MCTA operates the following routes:

| Route | Line Name | Terminals |  | Places Served | Notes |
|---|---|---|---|---|---|
| 101 | Red Route | St. Luke's Hospital | Eagles Glen/Big Lots | Stroudsburg Weis, Stroud Mall, Stroudsburg, Stroudsburg ShopRite, East Stroudsburg, East Stroudsburg Walmart, Lehigh Valley Hospital-Pocono, East Stroudsburg University | operates Monday-Saturday |
| 102 | Blue Route | St. Luke's Hospital | Mountain Center | Giant, Tannersville, Tannersville Weis, Northampton Community College Monroe Campus, Pocono Premium Outlets, Mount Airy Casino Resort, Mt. Pocono, Mt. Pocono Walmart, Mt. Pocono Plaza | operates Monday-Saturday |
| 103 | Silver Route | Kalahari | A Pocono Country Place | Mt. Pocono, Mt. Pocono Walmart, Mt. Pocono Plaza | operates Monday-Saturday |
| 204 | Green Route | Great Wolf Lodge | Stroud Mall | Pocono, Tannersville, Bartsonville, Stroud | operates Monday-Saturday |
| 402 | Eastburg Express | A Pocono Country Place | St. Luke's Hospital | Mt. Pocono Walmart, Sanofi Pasteur, Pocono Premium Outlets, Northampton Community College Monroe Campus, Tannersville Weis, Giant | operates Monday-Friday, single morning trip from A Pocono Country Place to St. Luke's Hospital, continued service to Stroudsburg and East Stroudsburg via Route 101 |

The Monroe County Transit Authority schedule can be found via Google Transit.

==Shared ride service==
Curb to curb paratransit service is available at a discounted cost to eligible populations. Examples of eligible groups are senior citizens, 65 years or older, persons with disabilities and Medical Assistance Transportation Program participants.

==Flex routes==
The Orange, Violet, and Yellow Flex routes provide service in the more rural parts of Monroe County.

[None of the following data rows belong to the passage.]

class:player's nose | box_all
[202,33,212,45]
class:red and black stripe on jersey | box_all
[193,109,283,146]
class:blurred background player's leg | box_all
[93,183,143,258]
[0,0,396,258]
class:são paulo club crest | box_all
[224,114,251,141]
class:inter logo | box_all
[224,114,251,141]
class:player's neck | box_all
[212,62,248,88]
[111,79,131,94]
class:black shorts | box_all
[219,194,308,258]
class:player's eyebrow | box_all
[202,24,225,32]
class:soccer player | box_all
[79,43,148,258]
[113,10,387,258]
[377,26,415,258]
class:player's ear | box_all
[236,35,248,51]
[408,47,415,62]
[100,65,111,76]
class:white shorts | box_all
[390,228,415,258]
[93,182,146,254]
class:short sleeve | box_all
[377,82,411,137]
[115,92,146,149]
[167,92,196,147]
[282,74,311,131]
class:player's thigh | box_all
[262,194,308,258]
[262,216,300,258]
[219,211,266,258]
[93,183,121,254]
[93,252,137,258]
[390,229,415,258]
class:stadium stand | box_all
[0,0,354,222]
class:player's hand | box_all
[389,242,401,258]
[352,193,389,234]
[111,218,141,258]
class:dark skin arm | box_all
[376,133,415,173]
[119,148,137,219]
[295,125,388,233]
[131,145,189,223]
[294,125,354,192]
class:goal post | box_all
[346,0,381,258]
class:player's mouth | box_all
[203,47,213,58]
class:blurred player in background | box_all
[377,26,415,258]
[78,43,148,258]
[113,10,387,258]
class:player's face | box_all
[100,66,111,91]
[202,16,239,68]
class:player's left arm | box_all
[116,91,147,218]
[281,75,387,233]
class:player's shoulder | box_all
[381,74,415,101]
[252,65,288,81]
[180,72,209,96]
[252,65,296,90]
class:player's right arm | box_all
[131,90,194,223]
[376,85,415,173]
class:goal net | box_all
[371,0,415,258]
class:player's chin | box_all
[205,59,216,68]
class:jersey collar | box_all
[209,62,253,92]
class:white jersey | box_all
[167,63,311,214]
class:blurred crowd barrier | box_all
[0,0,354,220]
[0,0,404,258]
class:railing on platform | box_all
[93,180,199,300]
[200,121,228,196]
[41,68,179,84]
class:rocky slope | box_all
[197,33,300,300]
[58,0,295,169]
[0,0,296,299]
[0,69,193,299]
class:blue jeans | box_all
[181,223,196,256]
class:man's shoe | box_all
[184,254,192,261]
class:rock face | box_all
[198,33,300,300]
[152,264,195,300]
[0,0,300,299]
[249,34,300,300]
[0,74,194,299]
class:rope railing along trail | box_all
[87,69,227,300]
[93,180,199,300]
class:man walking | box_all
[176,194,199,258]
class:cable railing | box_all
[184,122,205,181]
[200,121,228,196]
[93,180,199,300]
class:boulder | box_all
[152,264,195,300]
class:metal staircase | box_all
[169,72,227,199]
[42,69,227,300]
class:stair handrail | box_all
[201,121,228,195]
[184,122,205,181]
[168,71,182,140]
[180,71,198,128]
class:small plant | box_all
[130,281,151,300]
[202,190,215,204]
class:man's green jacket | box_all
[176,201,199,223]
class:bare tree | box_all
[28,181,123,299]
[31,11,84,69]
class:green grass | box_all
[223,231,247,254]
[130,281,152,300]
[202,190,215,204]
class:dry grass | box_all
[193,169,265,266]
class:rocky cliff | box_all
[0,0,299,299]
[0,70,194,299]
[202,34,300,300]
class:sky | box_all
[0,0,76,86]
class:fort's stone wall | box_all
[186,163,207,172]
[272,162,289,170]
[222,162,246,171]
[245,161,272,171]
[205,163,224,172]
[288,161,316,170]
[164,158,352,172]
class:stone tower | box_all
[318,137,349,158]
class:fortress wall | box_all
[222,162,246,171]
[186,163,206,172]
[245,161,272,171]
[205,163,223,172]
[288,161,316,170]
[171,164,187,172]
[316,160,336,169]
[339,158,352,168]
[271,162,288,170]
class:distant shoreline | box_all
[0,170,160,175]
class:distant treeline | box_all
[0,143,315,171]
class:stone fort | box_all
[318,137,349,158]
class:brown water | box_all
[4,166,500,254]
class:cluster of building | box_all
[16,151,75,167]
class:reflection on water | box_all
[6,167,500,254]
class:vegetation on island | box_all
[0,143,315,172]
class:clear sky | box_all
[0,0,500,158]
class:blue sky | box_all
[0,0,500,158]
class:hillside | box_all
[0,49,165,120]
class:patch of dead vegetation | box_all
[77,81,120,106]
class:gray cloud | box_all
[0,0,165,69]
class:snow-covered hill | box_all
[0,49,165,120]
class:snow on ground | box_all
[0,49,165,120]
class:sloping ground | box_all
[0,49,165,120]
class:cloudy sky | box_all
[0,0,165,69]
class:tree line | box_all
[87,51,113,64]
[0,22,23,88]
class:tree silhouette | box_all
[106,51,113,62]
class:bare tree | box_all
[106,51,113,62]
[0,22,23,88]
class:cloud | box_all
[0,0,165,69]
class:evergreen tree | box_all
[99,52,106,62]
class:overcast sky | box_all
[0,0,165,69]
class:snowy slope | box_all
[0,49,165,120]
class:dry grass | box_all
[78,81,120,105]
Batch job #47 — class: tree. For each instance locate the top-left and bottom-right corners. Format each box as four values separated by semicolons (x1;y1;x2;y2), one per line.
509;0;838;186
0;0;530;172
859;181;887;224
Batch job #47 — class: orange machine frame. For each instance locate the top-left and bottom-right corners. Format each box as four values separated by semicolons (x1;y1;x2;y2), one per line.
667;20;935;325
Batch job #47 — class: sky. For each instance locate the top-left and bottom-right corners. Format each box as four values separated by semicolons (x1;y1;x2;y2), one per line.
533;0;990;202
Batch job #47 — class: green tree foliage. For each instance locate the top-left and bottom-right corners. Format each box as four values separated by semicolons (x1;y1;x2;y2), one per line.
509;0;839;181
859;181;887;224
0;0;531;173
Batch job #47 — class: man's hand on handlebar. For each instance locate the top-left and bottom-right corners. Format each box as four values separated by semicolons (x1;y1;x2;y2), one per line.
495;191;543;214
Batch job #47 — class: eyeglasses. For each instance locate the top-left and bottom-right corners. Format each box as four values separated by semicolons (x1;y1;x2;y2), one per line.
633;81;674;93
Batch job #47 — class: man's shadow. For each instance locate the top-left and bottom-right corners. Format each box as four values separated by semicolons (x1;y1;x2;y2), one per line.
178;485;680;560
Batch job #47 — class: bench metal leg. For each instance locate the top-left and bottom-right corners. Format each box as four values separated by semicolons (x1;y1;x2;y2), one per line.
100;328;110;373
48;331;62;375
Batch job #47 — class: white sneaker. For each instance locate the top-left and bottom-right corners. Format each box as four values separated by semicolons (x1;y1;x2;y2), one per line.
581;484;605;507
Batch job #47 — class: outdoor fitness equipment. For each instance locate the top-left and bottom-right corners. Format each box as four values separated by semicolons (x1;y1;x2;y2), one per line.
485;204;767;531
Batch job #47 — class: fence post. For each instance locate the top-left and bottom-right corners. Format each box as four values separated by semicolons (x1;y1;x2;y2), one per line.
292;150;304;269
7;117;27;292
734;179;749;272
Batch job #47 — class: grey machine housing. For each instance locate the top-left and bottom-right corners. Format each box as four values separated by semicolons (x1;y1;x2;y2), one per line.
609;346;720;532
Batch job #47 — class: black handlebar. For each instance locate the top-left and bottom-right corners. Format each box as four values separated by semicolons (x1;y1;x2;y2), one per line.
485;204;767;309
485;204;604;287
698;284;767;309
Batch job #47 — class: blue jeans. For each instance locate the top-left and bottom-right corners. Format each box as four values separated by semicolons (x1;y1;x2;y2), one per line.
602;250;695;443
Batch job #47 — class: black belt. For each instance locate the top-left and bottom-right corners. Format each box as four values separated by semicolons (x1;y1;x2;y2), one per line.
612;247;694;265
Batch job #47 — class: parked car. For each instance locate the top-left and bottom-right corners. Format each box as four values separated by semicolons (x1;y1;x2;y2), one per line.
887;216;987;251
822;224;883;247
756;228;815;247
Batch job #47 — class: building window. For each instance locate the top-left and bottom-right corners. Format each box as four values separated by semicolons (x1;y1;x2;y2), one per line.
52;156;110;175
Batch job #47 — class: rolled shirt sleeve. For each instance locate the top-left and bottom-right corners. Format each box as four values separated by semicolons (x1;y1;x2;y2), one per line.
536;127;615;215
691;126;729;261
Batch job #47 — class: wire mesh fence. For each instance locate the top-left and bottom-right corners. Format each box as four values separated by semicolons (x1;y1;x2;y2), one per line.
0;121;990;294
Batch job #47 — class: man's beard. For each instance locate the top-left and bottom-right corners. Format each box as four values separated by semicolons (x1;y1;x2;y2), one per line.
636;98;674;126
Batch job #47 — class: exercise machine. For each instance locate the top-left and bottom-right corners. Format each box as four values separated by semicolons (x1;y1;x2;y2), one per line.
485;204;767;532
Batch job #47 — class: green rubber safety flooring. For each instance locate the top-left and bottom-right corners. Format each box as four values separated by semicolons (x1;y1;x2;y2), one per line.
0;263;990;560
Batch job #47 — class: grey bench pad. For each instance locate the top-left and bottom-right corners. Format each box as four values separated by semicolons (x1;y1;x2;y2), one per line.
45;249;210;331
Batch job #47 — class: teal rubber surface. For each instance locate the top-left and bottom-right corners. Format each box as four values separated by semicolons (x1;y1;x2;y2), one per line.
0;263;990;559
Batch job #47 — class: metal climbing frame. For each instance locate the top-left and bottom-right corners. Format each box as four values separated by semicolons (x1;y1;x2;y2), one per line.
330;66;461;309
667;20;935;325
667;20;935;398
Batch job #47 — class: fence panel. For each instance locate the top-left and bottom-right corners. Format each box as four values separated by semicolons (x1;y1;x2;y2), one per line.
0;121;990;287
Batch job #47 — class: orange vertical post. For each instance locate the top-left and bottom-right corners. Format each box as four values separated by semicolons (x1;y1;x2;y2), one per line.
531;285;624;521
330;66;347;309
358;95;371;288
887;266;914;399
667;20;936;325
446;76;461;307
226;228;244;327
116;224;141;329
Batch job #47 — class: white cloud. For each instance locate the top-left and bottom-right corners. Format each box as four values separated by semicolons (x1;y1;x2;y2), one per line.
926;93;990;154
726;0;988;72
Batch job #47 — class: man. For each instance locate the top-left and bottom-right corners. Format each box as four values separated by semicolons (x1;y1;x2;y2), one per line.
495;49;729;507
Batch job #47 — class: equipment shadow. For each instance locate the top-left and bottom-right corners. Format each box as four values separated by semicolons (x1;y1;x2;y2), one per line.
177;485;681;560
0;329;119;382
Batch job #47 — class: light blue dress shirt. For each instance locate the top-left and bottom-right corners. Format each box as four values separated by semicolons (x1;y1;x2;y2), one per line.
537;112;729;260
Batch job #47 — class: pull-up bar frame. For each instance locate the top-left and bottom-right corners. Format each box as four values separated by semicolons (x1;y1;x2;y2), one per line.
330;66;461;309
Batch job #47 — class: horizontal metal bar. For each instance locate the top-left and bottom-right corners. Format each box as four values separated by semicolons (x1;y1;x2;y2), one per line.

==Delaware Water Gap National Recreation Area Transit in the Park==
MCTA, with funding from a Transit in the Park pilot grant from DEWA, began providing summer weekend service to areas within the park. In 2013, MCTA is providing free weekend service between Memorial Day Weekend through Labor Day Weekend to Delaware Water Gap borough, Shawnee Inn, Smithfield Beach, Fernwood Resort, Bushkill Boat Launch and Dingmans Boat Launch.